The Strange Color of Your Body's Tears

Directors: Bruno Forzani, Helene Cattet

Release Date: Saturday 30th November 2013

Running time: France minutes

Dan (Klaus Tange) arrives home from a trip, to find his apartment locked from the inside. Having busted the door in, he discovers his wife is missing, with no signs of a struggle, but all the messages he'd been leaving her since he left still on the answering machine. He gets drunk, waiting for his wife to come home... and this is the last time this movie makes what you might refer to as any kind of 'sense'.

Using one part David Lynch dream logic and one part Dario Argento nightmare gallio horror, Dan's trip around his apartment building, talking to neighbours and strangers, detectives and (possibly) ghosts or figments of his own fracturing mind, Strange Colour is soaked in atmospheric 70's atmosphere and experimental visuals and sound design.
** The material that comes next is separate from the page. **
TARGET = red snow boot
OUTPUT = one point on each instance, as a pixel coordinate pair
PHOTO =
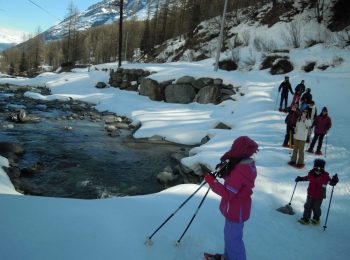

It's a sensory overload of kaleidoscopic images (sometimes literally) of half faces and weirdly placed split screens, as well orgasm soundscapes with lashings of constantly creaking leather and clacking high hells on marble. The whole astethic is designed to knock you off balance, constantly question what is real and what is a dream. Or a fantasy. Or a nightmare.

Which, of course, is just as much a recommendation as it is a warning. Never quite nailing the dread that Lynch can conjure, and too often letting the histrionics of the presentation overwhelm in a way that Argento would never allow, there are going to be just as many people leaving within ten minutes of exposure to this as there will be glued to their chairs come the closing credits.

Tange does incredibly work as a man put through an extended psychological torture house, exposed (as are we) to maddening images and visceral violence, but the meaning behind swings back and forth between completely mystifying and overtly obvious. There's a lot of stuff going on about sex, lust, voyeurism and sado-masochism, with vagina symbolism EVERYWHERE, but what it all means is anyone's guess.

A glimpse into the descent of madness is hardly anyone's idea of a good time, but if you're looking for as close as cinema can get to it, then The Strange Colour Of Your Body's Tears is for you.